Vous imaginez dans quel état était sont lit au bout de 2 heures, alors qu’elle appelait pour aller aux toilettes.
L’après midi, le « docteur » (si on peut appeler ça un médecin), la kiné et la cadre de santé sont passés. Ils n’ont rien signalé d’anormal.
Le soir, la dame est morte alors qu’une infirmière était sortie d la chambre, ayant des problèmes avec un tuyau de la machine à ventilation que la dame avait la nuit.
Toute personne qui utilise ou a vu fonctionner une VNI (Ventilation Non Intrusive) sait que la machine ne s’enclenche jamais seule pour une personne âgée ayant des difficultés à respirer.
Imaginez une personne âgée à qui on met un masque et qui ne reçoit pas d’air ? Elle meurt.. asphyxiée .. pendant que la personne supposée lui installer la machine part chercher un tuyau..
Une plainte a été déposée.
Aucune autopsie.
Aucune confrontation
et un oubli total de la plainte après une enquête de oui-oui par les gendarmes de Saint-Jean de Maurienne (Oh mais j’ai passé mon dimanche à enquêter .. déclara le gendarme en charge de l’enquête …).
En 2019, constitution de partie civile pour obliger à la nomination d’un juge d’instruction..

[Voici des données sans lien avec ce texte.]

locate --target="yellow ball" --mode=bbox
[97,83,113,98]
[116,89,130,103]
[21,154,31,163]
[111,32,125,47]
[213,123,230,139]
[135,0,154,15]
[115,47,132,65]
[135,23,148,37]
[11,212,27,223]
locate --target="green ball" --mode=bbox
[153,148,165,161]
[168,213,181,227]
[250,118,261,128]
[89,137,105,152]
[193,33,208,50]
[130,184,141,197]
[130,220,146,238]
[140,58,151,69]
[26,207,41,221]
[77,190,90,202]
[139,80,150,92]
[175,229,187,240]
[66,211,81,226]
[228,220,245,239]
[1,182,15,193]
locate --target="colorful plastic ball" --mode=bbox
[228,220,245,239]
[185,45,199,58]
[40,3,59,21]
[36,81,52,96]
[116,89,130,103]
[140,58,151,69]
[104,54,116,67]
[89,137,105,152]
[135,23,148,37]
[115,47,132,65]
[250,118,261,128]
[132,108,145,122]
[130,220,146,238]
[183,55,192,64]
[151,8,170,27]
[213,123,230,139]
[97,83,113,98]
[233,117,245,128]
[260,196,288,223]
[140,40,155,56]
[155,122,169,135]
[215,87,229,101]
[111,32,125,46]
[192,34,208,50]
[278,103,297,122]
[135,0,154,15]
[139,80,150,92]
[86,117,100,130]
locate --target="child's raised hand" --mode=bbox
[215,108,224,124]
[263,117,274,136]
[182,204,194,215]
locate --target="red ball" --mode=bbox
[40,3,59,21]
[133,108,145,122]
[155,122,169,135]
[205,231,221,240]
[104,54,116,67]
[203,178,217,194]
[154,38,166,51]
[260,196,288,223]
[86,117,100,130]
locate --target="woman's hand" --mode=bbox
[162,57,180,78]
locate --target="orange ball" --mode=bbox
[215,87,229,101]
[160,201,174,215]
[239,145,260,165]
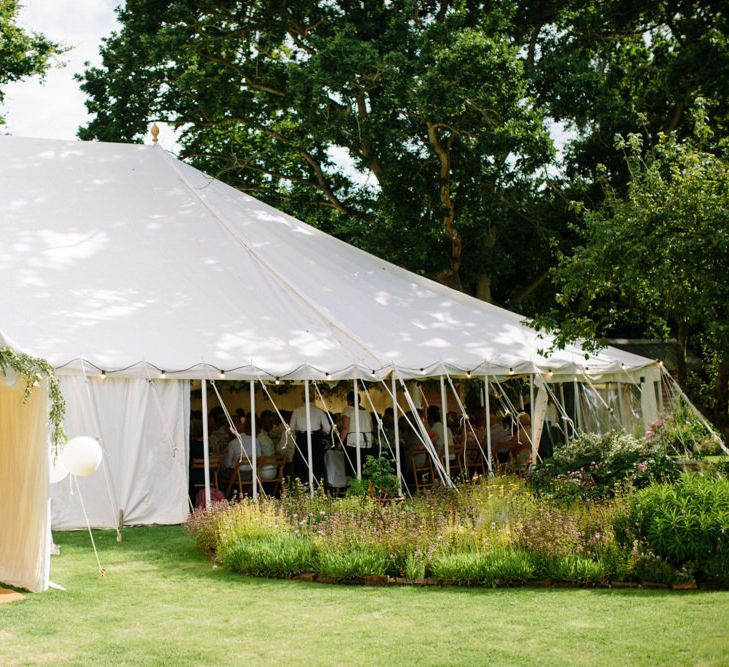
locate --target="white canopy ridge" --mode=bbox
[0,137,655,381]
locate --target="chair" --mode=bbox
[440,442,465,479]
[256,454,286,496]
[466,440,486,479]
[410,447,435,492]
[225,458,253,500]
[190,456,223,490]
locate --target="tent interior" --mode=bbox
[0,137,684,528]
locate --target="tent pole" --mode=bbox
[201,380,210,508]
[529,373,538,463]
[249,380,258,500]
[304,379,314,498]
[440,375,451,479]
[559,382,570,442]
[617,380,626,431]
[390,373,402,496]
[483,375,494,476]
[353,379,362,479]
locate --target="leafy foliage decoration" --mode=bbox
[0,347,66,456]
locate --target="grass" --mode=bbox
[0,527,729,667]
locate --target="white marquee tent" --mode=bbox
[0,137,661,528]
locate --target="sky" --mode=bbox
[0,0,174,149]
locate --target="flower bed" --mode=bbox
[187,478,729,586]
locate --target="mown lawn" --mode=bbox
[0,527,729,666]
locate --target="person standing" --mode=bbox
[342,391,374,477]
[289,389,331,485]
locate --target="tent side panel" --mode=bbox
[0,373,51,592]
[51,377,190,530]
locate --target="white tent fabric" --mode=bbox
[0,137,660,528]
[0,368,51,592]
[51,377,190,530]
[0,137,655,381]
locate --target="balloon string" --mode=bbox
[71,474,106,577]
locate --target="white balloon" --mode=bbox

Croyez-vous que ce juge, à Albertville, réentend les infirmières, le « docteur », la kiné ?
Bien sûr que non.. Aucun contre-interrogatoire !
La juge d’instruction nomme un expert de Besançon ?!? qui ne considère, à distance, que les déclarations d’une partie du personnel médical qui bien sûr a tout bien fait.

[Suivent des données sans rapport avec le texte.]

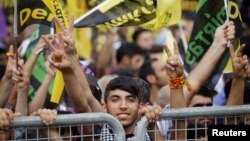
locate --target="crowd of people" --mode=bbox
[0,5,250,141]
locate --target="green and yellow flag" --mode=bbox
[17,0,68,103]
[184,0,242,85]
[75,0,181,29]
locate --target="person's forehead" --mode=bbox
[149,52,163,60]
[109,89,136,97]
[152,60,164,70]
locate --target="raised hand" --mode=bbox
[142,105,162,123]
[0,108,20,128]
[33,34,55,55]
[214,21,235,47]
[229,44,249,78]
[31,109,57,125]
[42,33,72,71]
[12,60,30,90]
[54,15,76,55]
[164,42,183,78]
[45,61,55,77]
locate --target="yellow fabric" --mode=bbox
[162,30,175,64]
[43,0,69,104]
[140,0,181,29]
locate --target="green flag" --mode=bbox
[184,0,242,87]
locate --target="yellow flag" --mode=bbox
[162,30,175,64]
[66,0,91,59]
[75,0,181,29]
[43,0,69,103]
[140,0,181,29]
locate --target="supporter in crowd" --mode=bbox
[138,46,169,103]
[132,28,154,50]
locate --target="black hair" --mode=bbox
[132,28,150,42]
[104,76,140,102]
[138,60,155,84]
[135,78,150,103]
[224,78,250,104]
[116,43,135,63]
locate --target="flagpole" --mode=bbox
[178,22,188,53]
[224,0,231,47]
[13,0,18,69]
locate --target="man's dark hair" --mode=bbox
[116,43,135,63]
[132,28,150,42]
[104,76,140,102]
[224,78,250,104]
[135,78,150,103]
[138,60,155,83]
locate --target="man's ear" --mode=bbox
[101,100,107,112]
[138,103,146,116]
[122,55,130,65]
[146,74,156,84]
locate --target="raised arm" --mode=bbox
[226,44,249,106]
[164,42,186,139]
[0,45,15,108]
[29,62,55,114]
[12,60,30,116]
[52,16,102,112]
[44,30,91,112]
[184,21,235,105]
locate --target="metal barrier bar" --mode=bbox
[134,105,250,141]
[11,113,126,141]
[160,105,250,118]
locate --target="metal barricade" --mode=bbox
[132,105,250,141]
[0,113,125,141]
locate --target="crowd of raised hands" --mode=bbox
[0,13,250,139]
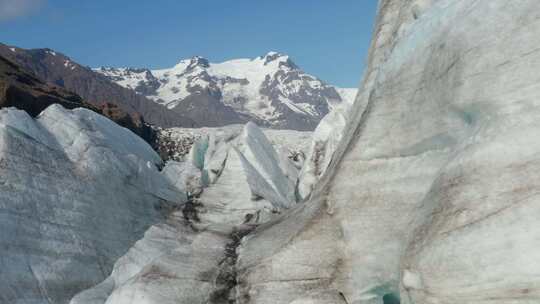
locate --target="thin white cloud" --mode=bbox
[0,0,46,21]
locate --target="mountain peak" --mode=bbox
[260,51,289,65]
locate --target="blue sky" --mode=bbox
[0,0,377,87]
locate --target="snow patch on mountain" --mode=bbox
[94,52,356,130]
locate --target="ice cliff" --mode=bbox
[0,0,540,304]
[0,105,186,303]
[236,0,540,304]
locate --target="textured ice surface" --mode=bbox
[237,0,540,304]
[298,91,365,199]
[0,105,185,303]
[71,125,297,304]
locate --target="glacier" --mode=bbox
[5,0,540,304]
[237,0,540,304]
[0,105,186,303]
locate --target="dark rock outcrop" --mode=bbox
[0,56,156,145]
[0,43,197,127]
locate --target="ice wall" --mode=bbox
[237,0,540,304]
[0,105,186,303]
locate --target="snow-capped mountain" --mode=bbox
[95,52,356,130]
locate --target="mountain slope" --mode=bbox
[0,43,197,127]
[95,52,356,130]
[0,56,155,144]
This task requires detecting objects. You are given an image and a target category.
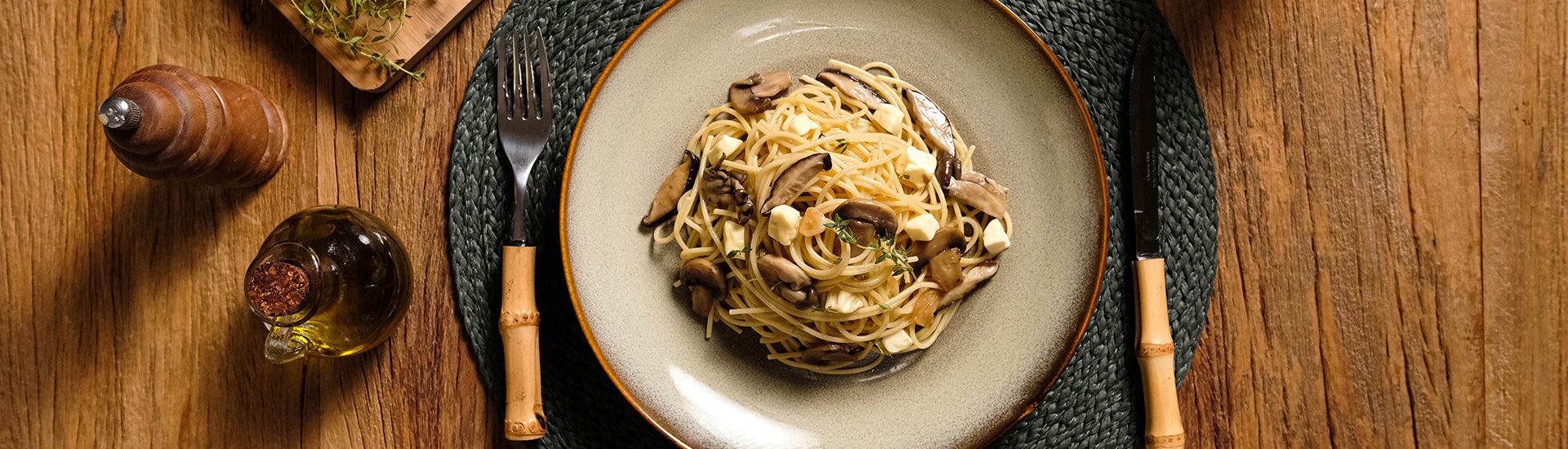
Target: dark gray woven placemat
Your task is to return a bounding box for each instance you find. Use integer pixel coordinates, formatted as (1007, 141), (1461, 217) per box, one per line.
(447, 0), (1215, 447)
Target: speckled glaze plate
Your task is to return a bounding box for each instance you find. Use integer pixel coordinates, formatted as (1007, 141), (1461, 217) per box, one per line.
(561, 0), (1107, 447)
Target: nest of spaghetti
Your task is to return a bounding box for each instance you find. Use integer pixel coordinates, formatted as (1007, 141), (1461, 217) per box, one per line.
(641, 60), (1013, 374)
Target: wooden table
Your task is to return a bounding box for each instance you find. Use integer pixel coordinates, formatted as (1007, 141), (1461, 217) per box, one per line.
(0, 0), (1568, 447)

Au final, officiellement, la vieille dame est morte NATURELLEMENT car son temps était venu..
Et les juges d’Albertville classent l’affaire.

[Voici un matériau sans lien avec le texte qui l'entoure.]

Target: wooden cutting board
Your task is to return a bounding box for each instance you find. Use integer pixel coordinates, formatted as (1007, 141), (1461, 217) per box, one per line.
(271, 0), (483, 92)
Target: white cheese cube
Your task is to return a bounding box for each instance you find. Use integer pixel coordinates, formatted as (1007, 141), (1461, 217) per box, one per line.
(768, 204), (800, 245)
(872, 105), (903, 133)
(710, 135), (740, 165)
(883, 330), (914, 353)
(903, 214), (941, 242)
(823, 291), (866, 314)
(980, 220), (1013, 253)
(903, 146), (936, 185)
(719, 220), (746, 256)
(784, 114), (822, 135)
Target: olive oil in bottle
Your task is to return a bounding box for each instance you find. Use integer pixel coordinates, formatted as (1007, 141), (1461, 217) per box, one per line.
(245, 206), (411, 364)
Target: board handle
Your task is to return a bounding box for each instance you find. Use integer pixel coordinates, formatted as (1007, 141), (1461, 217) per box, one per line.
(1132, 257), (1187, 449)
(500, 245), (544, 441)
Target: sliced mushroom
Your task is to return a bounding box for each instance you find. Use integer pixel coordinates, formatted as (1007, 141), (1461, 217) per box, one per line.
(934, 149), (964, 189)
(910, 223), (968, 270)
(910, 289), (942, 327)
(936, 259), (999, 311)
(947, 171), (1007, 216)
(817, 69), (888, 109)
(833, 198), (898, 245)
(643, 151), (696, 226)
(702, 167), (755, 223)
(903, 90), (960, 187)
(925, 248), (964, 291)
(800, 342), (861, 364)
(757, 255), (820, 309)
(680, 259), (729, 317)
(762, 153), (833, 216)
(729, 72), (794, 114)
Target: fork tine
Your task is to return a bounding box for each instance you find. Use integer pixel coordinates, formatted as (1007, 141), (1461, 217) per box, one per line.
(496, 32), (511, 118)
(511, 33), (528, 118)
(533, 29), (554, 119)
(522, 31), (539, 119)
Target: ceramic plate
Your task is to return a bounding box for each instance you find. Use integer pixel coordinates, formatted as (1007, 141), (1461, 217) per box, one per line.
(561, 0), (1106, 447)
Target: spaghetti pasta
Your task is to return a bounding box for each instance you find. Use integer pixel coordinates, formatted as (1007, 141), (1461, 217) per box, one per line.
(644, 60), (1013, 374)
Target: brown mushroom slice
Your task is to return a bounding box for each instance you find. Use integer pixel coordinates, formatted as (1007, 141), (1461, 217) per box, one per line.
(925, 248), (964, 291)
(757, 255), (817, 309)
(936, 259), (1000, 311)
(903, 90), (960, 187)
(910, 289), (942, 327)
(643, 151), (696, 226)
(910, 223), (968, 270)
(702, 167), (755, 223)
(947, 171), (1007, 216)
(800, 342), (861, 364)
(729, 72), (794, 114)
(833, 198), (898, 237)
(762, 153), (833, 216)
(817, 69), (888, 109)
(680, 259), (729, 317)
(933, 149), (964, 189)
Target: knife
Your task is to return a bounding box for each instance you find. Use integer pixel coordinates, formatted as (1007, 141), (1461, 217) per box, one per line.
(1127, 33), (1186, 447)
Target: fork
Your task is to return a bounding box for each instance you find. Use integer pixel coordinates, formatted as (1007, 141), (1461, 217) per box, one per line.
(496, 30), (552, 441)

Que déclare même le juge d’instruction à la famille ?
- « on sait tous comment ça se passe dans les EHpad, les hôpitaux ».
–> Et alors pourquoi ne faits-vous rien ?
- mais adressez-vous aux politiques Monsieur ..
Quand au « docteur » A …. du centre hospitalier de Modane.. Après avoir dit qu’il avait tout de suite vu que la personne devait mourir, il se permet de dire que c’est la personne qui a porté plainte qui devrait se faire soigner.. Et personne ne dit rien contre ce « docteur » qui a pignon sur rue à Modane et dans le haut de la vallée de la Maurienne et est un hypocrite de première classe.
Bref, 3 ans après, une juge d’Albertville prononce un non lieu.

Voici comment fonctionnent de concert, hôpitaux mouroirs et justice complices, en Maurienne, au 21ème siècle.